能ある狼は牙を隠す
変な意味はないんだろうけれど、今さっきまでの話題のせいで、過剰に反応してしまった。
完全に動きが止まった私の背後から、足音が聞こえる。
「ちょっと。羊ちゃんに変なこと言わないでくれる」
振り返ることができない。
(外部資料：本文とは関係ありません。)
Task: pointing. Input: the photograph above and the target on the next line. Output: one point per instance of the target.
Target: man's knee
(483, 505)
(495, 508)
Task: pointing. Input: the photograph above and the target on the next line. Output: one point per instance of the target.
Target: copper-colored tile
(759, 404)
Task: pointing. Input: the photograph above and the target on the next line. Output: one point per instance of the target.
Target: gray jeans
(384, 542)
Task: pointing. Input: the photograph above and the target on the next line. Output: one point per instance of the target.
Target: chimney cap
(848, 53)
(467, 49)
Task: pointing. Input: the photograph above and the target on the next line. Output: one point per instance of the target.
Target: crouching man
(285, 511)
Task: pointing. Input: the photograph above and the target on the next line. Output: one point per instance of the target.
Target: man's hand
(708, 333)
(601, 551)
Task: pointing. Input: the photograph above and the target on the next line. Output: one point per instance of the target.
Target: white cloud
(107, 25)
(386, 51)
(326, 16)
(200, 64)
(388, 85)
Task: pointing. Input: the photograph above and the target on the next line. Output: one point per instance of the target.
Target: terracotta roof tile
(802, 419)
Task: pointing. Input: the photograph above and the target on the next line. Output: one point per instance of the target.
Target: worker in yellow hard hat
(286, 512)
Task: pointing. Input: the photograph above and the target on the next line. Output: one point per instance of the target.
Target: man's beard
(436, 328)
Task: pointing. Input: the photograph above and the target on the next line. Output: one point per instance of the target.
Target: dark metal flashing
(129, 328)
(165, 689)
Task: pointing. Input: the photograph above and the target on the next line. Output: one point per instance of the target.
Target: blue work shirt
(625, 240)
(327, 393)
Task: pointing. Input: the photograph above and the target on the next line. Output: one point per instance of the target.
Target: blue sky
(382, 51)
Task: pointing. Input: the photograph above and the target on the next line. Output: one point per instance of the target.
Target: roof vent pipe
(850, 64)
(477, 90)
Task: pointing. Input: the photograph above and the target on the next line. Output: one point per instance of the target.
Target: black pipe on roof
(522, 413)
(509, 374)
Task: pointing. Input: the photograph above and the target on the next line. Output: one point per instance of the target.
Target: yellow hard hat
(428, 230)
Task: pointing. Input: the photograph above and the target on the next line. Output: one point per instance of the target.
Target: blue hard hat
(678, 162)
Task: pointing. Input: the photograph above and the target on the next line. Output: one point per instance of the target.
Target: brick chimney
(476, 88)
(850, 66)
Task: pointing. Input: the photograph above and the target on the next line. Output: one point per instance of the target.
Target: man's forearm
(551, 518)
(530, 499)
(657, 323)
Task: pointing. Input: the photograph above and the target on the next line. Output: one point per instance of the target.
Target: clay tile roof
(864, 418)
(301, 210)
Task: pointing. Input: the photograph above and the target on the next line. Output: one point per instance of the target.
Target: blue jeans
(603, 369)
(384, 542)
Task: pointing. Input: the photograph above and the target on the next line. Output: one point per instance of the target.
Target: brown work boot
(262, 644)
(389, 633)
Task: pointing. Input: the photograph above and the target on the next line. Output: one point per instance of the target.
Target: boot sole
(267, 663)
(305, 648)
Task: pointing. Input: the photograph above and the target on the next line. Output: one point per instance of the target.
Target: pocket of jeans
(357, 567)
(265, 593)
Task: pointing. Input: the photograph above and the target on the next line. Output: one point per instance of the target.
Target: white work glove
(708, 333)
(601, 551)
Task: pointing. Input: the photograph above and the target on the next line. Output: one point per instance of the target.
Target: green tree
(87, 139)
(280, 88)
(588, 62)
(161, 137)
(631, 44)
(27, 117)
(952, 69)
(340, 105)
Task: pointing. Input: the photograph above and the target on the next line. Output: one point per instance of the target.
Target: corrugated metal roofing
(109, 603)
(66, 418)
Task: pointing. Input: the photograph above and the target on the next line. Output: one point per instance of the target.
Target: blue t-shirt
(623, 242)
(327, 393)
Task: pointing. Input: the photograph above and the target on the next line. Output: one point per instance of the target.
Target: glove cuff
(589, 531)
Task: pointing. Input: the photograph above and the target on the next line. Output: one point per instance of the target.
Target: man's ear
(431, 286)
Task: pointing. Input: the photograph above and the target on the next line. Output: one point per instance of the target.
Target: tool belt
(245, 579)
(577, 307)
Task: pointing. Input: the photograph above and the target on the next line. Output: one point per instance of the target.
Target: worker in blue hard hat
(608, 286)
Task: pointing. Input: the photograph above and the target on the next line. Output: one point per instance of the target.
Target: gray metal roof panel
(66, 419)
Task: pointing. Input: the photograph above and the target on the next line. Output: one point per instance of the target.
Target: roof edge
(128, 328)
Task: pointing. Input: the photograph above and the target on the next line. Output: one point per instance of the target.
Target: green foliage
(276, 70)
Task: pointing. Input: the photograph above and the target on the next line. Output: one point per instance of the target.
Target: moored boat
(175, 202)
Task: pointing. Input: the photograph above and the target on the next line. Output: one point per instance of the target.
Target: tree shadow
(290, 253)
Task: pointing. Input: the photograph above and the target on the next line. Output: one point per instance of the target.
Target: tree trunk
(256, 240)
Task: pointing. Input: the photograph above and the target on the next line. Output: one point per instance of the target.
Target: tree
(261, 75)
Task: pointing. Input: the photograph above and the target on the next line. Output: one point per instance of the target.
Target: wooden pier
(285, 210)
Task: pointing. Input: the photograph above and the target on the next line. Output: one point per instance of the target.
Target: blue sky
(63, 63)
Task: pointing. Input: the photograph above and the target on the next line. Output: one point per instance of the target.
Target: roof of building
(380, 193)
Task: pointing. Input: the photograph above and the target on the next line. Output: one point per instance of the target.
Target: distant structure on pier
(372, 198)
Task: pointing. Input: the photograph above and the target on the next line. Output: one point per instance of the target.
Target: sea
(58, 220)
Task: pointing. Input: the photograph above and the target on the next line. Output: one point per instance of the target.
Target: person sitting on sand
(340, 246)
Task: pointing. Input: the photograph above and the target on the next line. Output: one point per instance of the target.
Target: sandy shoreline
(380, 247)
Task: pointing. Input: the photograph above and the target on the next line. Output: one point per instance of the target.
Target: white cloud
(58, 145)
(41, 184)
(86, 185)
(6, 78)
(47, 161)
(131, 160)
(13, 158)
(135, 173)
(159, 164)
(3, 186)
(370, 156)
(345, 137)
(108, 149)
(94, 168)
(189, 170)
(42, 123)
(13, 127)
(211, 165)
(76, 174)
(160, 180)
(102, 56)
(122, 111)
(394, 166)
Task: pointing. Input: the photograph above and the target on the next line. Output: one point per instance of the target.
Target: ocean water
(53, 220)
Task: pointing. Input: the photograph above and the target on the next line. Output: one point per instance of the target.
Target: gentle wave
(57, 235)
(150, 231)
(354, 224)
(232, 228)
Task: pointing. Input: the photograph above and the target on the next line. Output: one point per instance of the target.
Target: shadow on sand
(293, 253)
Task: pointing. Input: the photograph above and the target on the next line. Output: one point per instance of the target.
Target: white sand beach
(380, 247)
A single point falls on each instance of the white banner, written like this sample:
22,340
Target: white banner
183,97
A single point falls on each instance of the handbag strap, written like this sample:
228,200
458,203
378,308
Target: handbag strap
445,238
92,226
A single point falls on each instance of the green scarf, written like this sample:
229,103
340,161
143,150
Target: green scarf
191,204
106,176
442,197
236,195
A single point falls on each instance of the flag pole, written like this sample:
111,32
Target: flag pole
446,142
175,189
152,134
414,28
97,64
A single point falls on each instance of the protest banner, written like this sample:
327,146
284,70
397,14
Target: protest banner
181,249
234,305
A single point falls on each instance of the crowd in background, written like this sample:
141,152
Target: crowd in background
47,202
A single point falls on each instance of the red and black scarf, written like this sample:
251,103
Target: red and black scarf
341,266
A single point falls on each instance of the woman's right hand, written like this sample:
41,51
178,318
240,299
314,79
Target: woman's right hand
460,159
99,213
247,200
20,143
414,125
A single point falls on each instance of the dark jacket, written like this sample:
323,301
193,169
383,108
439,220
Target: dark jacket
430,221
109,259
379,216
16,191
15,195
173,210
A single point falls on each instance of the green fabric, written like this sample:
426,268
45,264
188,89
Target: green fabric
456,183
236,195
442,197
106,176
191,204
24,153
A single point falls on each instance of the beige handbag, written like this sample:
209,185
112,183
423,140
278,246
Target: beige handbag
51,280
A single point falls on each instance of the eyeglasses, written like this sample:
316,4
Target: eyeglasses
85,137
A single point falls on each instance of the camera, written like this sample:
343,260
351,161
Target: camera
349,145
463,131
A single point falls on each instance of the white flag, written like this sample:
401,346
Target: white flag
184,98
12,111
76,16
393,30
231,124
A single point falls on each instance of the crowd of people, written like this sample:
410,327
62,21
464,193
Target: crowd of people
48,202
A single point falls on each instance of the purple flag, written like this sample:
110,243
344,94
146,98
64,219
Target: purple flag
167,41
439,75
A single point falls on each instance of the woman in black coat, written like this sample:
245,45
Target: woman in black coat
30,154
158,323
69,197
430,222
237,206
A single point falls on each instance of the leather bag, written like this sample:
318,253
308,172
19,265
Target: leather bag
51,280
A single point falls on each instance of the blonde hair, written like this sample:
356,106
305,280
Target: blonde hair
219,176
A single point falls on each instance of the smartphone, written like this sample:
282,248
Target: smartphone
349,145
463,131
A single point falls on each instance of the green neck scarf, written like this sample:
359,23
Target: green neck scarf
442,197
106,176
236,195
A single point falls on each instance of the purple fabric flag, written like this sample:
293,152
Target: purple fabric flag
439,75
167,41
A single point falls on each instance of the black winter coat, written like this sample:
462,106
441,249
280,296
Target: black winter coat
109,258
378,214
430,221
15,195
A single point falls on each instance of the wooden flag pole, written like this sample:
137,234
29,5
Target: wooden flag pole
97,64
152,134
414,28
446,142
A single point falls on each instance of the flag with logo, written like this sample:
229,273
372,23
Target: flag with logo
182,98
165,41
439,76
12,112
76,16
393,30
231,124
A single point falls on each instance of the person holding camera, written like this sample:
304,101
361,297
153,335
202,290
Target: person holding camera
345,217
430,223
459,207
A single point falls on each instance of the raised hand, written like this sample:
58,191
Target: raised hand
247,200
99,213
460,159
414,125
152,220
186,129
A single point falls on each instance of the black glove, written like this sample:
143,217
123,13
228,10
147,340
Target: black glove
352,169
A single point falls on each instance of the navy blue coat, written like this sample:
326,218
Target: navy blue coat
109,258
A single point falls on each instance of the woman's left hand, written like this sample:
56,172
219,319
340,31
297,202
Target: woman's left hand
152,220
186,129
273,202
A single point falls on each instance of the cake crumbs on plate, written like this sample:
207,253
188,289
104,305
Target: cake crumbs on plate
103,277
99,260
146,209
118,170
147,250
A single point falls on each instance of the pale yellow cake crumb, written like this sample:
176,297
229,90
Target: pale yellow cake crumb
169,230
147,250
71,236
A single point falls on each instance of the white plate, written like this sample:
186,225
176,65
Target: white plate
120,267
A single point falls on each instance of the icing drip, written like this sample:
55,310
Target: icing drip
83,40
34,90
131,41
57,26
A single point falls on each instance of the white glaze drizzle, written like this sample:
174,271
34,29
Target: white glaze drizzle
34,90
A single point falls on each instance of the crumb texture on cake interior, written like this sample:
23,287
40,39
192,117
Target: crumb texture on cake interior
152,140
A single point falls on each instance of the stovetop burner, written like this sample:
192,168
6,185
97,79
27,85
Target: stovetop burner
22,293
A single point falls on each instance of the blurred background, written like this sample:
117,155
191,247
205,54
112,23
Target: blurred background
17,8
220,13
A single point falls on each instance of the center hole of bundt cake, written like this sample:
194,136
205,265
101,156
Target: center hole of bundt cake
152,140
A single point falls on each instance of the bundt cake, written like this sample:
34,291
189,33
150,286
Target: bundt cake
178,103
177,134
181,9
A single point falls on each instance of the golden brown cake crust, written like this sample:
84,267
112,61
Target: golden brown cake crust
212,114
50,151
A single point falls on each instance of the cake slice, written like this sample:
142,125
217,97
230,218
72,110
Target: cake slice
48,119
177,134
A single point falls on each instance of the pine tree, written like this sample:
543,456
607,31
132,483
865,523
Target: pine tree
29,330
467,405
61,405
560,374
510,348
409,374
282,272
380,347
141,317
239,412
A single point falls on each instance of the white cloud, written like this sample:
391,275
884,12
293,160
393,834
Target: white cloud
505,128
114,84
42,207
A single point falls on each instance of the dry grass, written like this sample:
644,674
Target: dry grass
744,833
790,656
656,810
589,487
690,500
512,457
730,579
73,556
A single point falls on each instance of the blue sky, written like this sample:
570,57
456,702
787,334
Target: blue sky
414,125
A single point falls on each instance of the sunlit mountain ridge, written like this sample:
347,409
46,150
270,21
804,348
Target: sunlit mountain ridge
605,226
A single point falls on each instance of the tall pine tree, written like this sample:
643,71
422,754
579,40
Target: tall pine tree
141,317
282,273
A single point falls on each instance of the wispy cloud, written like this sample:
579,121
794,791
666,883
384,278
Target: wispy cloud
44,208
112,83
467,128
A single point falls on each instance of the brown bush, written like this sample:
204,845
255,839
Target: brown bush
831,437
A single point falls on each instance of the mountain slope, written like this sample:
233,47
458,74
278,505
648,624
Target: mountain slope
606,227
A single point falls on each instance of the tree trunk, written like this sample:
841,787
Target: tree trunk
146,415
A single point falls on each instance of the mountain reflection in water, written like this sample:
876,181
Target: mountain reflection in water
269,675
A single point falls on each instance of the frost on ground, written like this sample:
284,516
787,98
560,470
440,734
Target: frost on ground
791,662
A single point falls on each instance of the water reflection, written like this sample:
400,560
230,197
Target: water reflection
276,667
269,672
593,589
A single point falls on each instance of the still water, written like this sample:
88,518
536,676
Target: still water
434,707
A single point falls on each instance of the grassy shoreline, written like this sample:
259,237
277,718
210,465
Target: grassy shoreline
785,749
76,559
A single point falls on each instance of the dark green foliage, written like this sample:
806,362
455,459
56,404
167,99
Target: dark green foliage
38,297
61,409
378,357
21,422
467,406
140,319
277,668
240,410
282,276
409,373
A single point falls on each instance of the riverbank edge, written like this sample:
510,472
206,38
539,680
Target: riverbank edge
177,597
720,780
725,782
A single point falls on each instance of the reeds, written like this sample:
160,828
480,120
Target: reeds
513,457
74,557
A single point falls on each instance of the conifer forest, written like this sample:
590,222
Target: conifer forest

今顔を合わせたら、たぶん羞恥でどうにかなってしまう。
「あら、邪魔しないでって言ったのに。聞いてたの〜? 趣味悪い〜」
「聞いてたんじゃなくて、聞こえんの。ほんと、余計なこと言うのやめて」
狼谷くんがそう言い放った瞬間、心臓がぎゅっと縮んだ。
聞こえたって。それはつまり、今までの話を全部聞かれていたってことだろうか。だとしたらかなりまずい。
「はいはい。玄、羊ちゃん送ってあげて」
「言われなくても送る」
繰り広げられる会話を呆然と聞き流しながら、私は項垂れた。
待って待って。私なんだか、さっきとんでもないことを口走っていた記憶しかないんだけれど――
「羊ちゃん」
柔らかい声色。
覗き込むようにして目を合わせてきた狼谷くんに、頬が熱くなる。
どうしよう、恥ずかしすぎるよ……。
「……行こっか」
彼は一瞬だけ目を見開いて、それからすぐに姿勢を戻した。